「大した赤字でなくともダメなものはダメ」~「鏡割り」と口にする人は多いけど、和の心で言い直しを~

誤表記を見逃さないのが職務なら、記者に表記ルールを守らせるのも、校閲の仕事。日常生活の言い間違えなら聞き流せても、冠婚葬祭の席での失言は、笑って済まない場合があるもの。紙面編集も同様です。いくら煙たがられても、赤字を訂正せずにはいられない。

ということで、今回は「大した赤字でなくともダメなものはダメ」というエピソード。

成人の日。晴れて大人の仲間入りをした若者を祝う日は、「元服の儀」が行われる小正月に合わせて、もともと正月15日に定められました。それが1月第2月曜日に変更され、以来、ますます元服の意義が薄れたか、この日独特の高揚感が見られなくなってきた気がします。

とはいえ、スポーツ紙にとってネタに困らないのがこの日。会場で暴れる御仁、飛躍を誓うスポーツ選手の話題、新成人を見舞う不幸な交通事故ほか。ことに芸能界。アイドルが飲酒解禁をアピールしたり、新成人タレントが各地便乗イベントに出演したりと華やかなこと。

かなり前の芸能記事。D☆DATEの堀井新太は、新曲発売イベントで「この日に向け猛特訓したバック転を約1万人のファンの前で成功させ盛り上げた」。堀井は「めっちゃうれしい。(日本を)元気にします!」とガッツポーズしたとか。それで元気になれば言うことなし…というか、堀井って誰だ? いやいや。誰かさえ知らず取り上げた「芸能人音痴」の筆者が悪い。実は、以下の話題へ誘導しようと、無理やり適当な記事を拾ってきただけなんです。

西武時代の秋山選手(前ソフトバンク監督)の記事。「ホームランを打ち、バク転でホームインしたことで有名だが…」。知っている人は、すぐ分かる。堀井が披露したのはバック転、秋山選手のはバック宙。「ッ」の入らないバク転、バク宙も赤字扱いです。なんですか、「うちの田舎では爆宙」? なぜ「爆」か知らないが、方言じゃあるまいし。ダメなものはダメ。
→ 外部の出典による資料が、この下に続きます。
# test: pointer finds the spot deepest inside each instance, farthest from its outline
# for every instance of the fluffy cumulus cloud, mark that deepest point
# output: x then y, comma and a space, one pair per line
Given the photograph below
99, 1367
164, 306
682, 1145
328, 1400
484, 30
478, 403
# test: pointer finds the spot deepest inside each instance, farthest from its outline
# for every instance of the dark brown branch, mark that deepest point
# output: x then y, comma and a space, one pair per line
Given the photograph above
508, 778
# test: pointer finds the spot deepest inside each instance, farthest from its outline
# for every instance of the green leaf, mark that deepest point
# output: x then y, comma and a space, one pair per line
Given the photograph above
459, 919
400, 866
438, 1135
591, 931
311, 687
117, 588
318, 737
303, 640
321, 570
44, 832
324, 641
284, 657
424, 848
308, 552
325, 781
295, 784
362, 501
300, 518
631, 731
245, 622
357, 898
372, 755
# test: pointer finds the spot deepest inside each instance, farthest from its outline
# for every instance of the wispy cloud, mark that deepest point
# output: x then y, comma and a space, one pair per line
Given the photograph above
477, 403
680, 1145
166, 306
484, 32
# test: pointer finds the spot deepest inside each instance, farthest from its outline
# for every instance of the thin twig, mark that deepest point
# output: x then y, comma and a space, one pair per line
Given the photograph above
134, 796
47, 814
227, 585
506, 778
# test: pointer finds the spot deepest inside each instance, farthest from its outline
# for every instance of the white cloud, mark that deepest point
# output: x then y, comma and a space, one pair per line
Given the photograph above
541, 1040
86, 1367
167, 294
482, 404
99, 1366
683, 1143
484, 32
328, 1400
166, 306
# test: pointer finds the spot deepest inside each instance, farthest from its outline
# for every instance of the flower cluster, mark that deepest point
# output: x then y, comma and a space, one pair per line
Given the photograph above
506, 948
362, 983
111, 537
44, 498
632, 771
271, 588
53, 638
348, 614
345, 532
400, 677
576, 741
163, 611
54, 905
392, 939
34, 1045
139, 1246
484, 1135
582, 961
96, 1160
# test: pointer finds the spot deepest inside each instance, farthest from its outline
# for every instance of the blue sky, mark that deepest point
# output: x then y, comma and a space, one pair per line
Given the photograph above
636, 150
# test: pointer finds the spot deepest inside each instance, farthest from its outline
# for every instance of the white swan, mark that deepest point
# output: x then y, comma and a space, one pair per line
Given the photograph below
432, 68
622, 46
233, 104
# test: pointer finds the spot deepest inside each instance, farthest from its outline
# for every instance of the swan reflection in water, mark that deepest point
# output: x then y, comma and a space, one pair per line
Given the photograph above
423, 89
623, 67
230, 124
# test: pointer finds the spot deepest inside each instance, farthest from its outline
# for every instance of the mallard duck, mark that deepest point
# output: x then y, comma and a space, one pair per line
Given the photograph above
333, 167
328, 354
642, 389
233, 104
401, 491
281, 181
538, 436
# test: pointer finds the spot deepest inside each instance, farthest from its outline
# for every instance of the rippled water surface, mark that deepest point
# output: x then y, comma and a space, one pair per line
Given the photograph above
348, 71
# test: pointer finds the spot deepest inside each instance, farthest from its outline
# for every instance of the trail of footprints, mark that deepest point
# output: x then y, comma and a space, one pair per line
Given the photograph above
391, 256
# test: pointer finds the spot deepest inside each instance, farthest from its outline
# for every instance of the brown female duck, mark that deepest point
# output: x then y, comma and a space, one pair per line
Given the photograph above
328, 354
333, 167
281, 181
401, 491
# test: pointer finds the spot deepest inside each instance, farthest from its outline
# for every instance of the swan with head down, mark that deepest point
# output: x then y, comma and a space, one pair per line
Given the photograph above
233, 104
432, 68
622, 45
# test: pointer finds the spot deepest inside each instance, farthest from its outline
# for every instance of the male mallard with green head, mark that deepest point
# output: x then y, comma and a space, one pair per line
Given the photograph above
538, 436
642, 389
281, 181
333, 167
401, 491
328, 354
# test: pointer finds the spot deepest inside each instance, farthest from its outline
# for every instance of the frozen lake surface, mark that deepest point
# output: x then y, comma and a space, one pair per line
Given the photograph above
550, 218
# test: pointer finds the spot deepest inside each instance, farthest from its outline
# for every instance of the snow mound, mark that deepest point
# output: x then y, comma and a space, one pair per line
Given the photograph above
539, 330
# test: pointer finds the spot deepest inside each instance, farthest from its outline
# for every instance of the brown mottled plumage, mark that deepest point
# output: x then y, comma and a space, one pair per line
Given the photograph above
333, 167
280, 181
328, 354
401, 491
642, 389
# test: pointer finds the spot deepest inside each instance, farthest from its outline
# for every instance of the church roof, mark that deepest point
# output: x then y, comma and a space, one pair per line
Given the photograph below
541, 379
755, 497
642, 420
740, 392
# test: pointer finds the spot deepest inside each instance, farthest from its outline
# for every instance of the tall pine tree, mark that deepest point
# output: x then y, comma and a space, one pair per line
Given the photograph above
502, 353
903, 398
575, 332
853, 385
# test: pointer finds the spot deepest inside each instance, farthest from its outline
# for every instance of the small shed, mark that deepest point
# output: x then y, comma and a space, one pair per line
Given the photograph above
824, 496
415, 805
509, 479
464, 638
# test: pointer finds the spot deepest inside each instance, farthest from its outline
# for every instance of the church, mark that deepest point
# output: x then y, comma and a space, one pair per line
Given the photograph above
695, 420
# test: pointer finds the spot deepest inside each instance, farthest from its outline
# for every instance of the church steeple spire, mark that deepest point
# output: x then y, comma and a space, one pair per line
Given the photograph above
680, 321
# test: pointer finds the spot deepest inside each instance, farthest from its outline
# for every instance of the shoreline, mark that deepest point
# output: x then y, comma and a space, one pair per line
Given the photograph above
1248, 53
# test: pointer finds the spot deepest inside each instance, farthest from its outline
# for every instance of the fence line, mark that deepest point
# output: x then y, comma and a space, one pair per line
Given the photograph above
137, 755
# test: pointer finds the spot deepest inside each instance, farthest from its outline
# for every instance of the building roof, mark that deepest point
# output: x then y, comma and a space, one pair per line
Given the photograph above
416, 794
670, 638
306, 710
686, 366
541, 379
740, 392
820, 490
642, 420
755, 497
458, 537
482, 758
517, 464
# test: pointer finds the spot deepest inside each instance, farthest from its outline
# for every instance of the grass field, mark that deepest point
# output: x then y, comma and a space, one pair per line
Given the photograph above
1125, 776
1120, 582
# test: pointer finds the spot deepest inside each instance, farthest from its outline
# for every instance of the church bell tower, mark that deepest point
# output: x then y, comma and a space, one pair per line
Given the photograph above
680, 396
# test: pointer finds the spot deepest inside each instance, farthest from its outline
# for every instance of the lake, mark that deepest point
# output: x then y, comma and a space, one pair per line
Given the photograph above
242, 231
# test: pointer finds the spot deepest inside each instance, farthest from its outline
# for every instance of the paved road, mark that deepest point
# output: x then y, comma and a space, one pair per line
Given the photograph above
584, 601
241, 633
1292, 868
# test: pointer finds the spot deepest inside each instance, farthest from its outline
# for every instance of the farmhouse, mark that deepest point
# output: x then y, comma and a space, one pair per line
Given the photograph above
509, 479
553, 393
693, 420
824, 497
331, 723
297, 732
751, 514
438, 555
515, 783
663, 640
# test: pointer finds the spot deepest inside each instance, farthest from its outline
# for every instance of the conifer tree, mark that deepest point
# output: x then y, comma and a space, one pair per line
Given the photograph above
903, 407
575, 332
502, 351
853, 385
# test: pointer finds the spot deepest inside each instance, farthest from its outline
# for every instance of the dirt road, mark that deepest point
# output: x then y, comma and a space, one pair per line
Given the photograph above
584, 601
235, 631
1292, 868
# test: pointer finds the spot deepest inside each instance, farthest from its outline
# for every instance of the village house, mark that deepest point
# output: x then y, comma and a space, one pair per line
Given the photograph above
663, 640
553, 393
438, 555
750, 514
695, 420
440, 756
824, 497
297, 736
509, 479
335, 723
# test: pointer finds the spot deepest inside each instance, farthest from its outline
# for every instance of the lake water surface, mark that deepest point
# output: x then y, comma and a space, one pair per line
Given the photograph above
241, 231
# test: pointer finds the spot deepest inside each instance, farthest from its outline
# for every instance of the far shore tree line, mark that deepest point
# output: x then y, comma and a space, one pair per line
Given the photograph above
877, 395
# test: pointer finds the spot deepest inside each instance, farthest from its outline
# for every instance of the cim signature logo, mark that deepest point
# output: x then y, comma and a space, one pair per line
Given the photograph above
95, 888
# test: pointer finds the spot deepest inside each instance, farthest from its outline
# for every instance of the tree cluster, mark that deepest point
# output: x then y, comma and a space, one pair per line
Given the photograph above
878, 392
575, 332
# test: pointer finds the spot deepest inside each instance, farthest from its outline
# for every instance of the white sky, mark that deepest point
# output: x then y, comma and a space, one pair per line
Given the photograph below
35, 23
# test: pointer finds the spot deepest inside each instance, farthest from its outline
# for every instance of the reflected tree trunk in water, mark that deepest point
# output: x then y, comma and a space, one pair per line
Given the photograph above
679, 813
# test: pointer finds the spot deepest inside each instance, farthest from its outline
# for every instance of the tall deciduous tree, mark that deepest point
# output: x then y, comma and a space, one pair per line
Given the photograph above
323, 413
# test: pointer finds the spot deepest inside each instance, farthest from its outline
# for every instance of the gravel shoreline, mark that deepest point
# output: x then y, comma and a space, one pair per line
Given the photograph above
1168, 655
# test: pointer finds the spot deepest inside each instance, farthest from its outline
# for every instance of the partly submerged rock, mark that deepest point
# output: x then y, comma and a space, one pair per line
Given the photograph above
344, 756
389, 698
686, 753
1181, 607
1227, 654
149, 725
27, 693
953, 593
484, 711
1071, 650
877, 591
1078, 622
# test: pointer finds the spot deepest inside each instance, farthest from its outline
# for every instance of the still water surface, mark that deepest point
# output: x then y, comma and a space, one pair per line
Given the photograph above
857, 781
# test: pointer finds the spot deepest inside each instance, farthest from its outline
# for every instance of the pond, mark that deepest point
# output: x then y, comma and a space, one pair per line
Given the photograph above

はい、次! 成人式など祝いの席に、よく酒樽が登場しますよね。昨年の衆院選でもそうでした。テレビ画面に、勢いよく木槌を振って樽のふたを割る当選シーンが流れました。

「日本ハムは札幌市内のホテルで優勝祝賀会を行った。栗山英樹監督をはじめ、コーチや選手らが出席」。これ一昨年の記事か。写真には「優勝祝賀会で鏡割りする栗山監督」とある。

ここは「鏡開きをする」が正解。めでたい席で「割る」など忌み言葉を避けるのが日本人。成人式会場でやんちゃをやらかすお兄さんにも、こんな和の心を伝えたいけど…ま、無理か。